API client for cloud.webscraper.io. The cloud based scraper is a managed scraper for the free Web Scraper Chrome extension. Visit https://cloud.webscraper.io/api to acquire API key.
Install the API client with composer.
composer require webscraperio/api-client-php
You might also need a CSV parser library. Visit http://csv.thephpleague.com/ for more information.
composer require league/csv
$client = new Client([
'token' => 'paste api token here',
]);
Create Sitemap
$sitemapJSON = '
{
"_id": "webscraper-io-landing",
"startUrl": [
"http://webscraper.io/"
],
"selectors": [
{
"parentSelectors": [
"_root"
],
"type": "SelectorText",
"multiple": false,
"id": "title",
"selector": "h1",
"regex": "",
"delay": ""
}
]
}
';
$sitemap = json_decode($sitemapJSON, true);
$response = $client->createSitemap($sitemap);
Output:
['id' => 123]
Get Sitemap
$sitemap = $client->getSitemap($sitemapId);
Output:
[
'id' => 123,
'name' => 'webscraper-io-landing',
'sitemap' => '{
"_id": "webscraper-io-landing",
"startUrl": [
"http://webscraper.io/"
],
"selectors": [
{
"parentSelectors": [
"_root"
],
"type": "SelectorText",
"multiple": false,
"id": "title",
"selector": "h1",
"regex": "",
"delay": ""
}
]
}', // note sitemap won't be pretty printed
]
Get Sitemaps
$sitemaps = $client->getSitemaps();
Output (Iterator):
[
[
'id' => 123,
'name' => 'webscraper-io-landing',
],
[
'id' => 124,
'name' => 'webscraper-io-landing2',
],
]
// iterate through all sitemaps
$sitemaps = $client->getSitemaps();
foreach($sitemaps as $sitemap) {
var_dump($sitemap);
}
// iterate throuh all sitemaps while manually handling pagination
$iterator = $client->getSitemaps();
$page = 1;
do {
$sitemaps = $iterator->getPageData($page);
foreach($sitemaps as $sitemap) {
var_dump($sitemap);
}
$page++;
} while($page <= $iterator->getLastPage());
Delete Sitemap
$client->deleteSitemap(123);
Output:
"ok"
Create Scraping Job
$client->createScrapingJob([
'sitemap_id' => 123,
'driver' => 'fast', // 'fast' or 'fulljs'
'page_load_delay' => 2000,
'request_interval' => 2000,
]);
Output:
['id' => 500]
Get Scraping Job
Note. You can also receive a push notification that a scraping job has finished. Pinging the API to await when the scraping job has finished isn't the correct way to do it.

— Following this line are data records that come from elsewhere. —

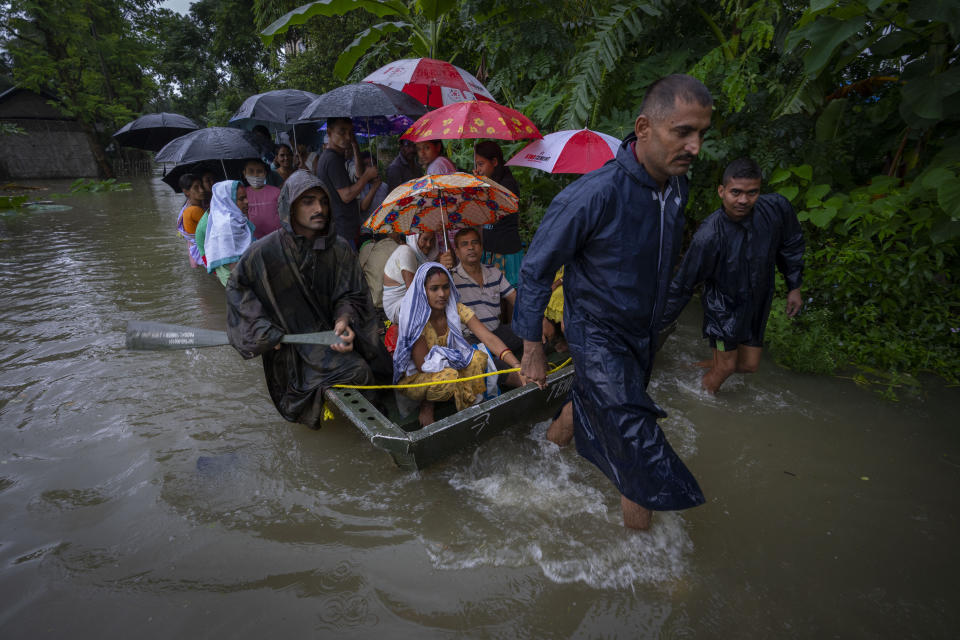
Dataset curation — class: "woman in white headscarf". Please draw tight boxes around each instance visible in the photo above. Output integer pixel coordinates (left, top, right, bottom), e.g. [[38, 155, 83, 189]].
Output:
[[393, 262, 524, 426], [203, 180, 254, 286], [383, 231, 453, 324]]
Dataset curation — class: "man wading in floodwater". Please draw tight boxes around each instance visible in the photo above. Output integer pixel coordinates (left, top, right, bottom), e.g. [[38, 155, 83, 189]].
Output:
[[514, 75, 713, 529]]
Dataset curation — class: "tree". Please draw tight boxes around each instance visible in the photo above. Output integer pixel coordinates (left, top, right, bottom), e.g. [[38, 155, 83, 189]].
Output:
[[2, 0, 156, 177]]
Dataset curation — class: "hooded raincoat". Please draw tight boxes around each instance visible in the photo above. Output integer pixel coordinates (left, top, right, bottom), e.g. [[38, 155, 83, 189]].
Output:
[[227, 171, 392, 428], [662, 193, 804, 346], [514, 135, 704, 511]]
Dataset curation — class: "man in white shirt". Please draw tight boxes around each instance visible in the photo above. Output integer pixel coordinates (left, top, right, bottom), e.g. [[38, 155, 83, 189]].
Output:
[[450, 227, 523, 360]]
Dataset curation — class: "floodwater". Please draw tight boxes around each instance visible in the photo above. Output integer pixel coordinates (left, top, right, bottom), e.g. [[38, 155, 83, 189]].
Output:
[[0, 179, 960, 639]]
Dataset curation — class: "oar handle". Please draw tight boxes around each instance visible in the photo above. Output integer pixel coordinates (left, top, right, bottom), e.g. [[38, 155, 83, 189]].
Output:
[[127, 321, 230, 351], [127, 321, 343, 351]]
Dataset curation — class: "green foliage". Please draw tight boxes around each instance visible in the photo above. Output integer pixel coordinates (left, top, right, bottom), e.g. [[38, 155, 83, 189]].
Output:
[[143, 0, 272, 125], [0, 122, 27, 136], [70, 178, 133, 193], [560, 0, 660, 129], [770, 164, 960, 394]]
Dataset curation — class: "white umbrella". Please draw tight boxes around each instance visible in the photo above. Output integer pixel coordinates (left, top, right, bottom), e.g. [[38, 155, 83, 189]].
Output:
[[507, 129, 620, 173]]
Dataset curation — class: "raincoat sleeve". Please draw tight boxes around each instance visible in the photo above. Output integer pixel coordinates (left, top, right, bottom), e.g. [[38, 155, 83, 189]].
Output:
[[227, 254, 284, 359], [658, 225, 717, 331], [773, 194, 804, 291], [513, 187, 603, 342]]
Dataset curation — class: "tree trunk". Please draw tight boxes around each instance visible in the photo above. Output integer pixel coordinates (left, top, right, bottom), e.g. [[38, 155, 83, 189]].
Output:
[[78, 121, 114, 179]]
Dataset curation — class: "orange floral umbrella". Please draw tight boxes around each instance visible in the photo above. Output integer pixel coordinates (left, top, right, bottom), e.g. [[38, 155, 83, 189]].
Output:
[[363, 172, 520, 246], [401, 100, 543, 142]]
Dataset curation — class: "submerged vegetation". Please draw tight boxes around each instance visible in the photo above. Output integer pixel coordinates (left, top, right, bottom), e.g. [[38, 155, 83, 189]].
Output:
[[2, 0, 960, 389]]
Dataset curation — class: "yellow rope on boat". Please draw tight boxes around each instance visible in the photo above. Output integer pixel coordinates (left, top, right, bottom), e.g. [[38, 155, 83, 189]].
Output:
[[333, 358, 573, 389]]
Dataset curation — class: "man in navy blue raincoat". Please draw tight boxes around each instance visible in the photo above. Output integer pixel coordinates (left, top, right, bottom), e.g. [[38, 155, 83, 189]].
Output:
[[662, 158, 804, 393], [514, 75, 713, 529]]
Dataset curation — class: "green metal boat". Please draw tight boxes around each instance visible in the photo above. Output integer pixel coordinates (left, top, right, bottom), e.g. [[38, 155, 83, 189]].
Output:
[[326, 354, 573, 470]]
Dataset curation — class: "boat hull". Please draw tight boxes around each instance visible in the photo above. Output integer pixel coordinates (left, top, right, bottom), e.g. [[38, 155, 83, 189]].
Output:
[[326, 366, 573, 470]]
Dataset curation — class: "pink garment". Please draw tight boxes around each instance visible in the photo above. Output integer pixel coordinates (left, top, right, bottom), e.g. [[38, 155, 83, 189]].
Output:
[[427, 156, 457, 175], [247, 185, 280, 240]]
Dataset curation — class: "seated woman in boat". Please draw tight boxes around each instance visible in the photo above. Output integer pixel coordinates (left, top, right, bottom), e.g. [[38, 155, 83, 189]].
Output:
[[383, 231, 453, 324], [393, 262, 524, 427]]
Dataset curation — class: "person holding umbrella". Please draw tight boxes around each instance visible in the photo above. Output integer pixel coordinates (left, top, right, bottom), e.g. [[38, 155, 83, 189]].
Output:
[[393, 262, 525, 427], [473, 145, 523, 286], [387, 140, 423, 193], [273, 142, 294, 180], [177, 173, 207, 269], [317, 118, 379, 248], [227, 171, 392, 429]]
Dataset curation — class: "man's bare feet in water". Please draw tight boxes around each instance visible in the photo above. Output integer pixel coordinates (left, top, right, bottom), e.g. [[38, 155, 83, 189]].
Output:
[[620, 495, 653, 531], [547, 402, 573, 447], [420, 400, 433, 427]]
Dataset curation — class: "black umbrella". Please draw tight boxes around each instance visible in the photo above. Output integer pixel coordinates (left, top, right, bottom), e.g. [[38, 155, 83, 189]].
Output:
[[230, 89, 318, 131], [113, 113, 200, 151], [300, 82, 427, 120], [161, 160, 247, 193], [154, 127, 260, 165]]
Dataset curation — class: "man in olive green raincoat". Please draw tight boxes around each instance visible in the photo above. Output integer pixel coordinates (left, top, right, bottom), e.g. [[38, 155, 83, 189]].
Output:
[[227, 171, 392, 429]]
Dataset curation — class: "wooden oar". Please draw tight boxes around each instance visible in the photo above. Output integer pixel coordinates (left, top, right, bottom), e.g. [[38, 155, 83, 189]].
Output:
[[127, 321, 343, 350]]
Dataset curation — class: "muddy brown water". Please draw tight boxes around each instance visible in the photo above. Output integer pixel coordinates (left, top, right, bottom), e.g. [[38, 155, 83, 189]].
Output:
[[0, 179, 960, 638]]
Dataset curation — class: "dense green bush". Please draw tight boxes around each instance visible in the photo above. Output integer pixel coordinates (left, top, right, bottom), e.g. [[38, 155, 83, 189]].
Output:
[[768, 163, 960, 392]]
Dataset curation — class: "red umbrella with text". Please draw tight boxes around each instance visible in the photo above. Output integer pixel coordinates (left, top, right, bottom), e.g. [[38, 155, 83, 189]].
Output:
[[363, 58, 493, 107], [507, 129, 620, 173]]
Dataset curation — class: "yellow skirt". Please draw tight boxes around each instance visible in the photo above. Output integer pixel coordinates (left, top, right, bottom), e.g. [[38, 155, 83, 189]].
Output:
[[398, 351, 487, 411]]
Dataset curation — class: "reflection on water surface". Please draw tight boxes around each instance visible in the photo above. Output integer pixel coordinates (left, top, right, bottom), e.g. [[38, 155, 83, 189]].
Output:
[[0, 180, 960, 638]]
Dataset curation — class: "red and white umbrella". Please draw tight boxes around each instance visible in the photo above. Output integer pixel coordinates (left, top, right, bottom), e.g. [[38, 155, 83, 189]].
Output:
[[400, 100, 542, 142], [363, 58, 496, 107], [507, 129, 620, 173]]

$client->getScrapingJob(500);
Output:
[
'id' => 500,
'sitemap_name' => 'webscraper-io-landing',
'status' => 'scheduling',
'sitemap_id' => 123,
'test_run' => 0,
'jobs_scheduled' => 0,
'jobs_executed' => 0,
'jobs_failed' => 0,
'jobs_empty' => 0,
'stored_record_count' => 0,
'request_interval' => 2000,
'page_load_delay' => 2000,
'driver' => 'fast',
'scheduled' => 0, // scraping job was started by scheduler
'time_created' => '1493370624', // unix timestamp
]
Get Scraping Jobs
$client->getScrapingJobs($sitemapId = null);
Output (Iterator):
[
[
'id' => 500,
'sitemap_name' => 'webscraper-io-landing',
...
],
[
'id' => 501,
'sitemap_name' => 'webscraper-io-landing',
...
],
]
// iterate through all scraping jobs
$scrapingJobs = $client->getScrapingJobs();
foreach($scrapingJobs as $scrapingJob) {
var_dump($scrapingJob);
}
// iterate through all scraping jobs while manually handling pagination
$iterator = $client->getScrapingJobs();
$page = 1;
do {
$scrapingJobs = $iterator->getPageData($page);
foreach($scrapingJobs as $scrapingJob) {
var_dump($scrapingJob);
}
$page++;
} while($page <= $iterator->getLastPage());
Download Scraping Job JSON
Note! A good practice would be to move the download/import task to a queue job. Here is a good example of a queue system - https://laravel.com/docs/5.8/queues
require "../vendor/autoload.php";
use WebScraper\ApiClient\Client;
use WebScraper\ApiClient\Reader\JsonReader;
$apiToken = "API token here";
$scrapingJobId = 500; // scraping job id here
// initialize API client
$client = new Client([
'token' => $apiToken,
]);
// download file locally
$outputFile = "/tmp/scrapingjob{$scrapingJobId}.json";
$client->downloadScrapingJobJSON($scrapingJobId, $outputFile);
// read data from file with built in JSON reader
$reader = new JsonReader($outputFile);
$rows = $reader->fetchRows();
foreach($rows as $row) {
echo "ROW: ".json_encode($row)."\n";
}
// remove temporary file
unlink($outputFile);
// delete scraping job because you probably don't need it
$client->deleteScrapingJob($scrapingJobId);
Delete Scraping Job
$client->deleteScrapingJob(500);
Output:
"ok"
Get Account information
$client->getAccountInfo();
Output:
[
'email' => '[email protected]',
'firstname' => 'John',
'lastname' => 'Deere',
'page_credits' => 500,
]
- getScrapingJobs() and getSitemaps() now return iterators
- getScrapingJobs($sitemapId) can filter by sitemap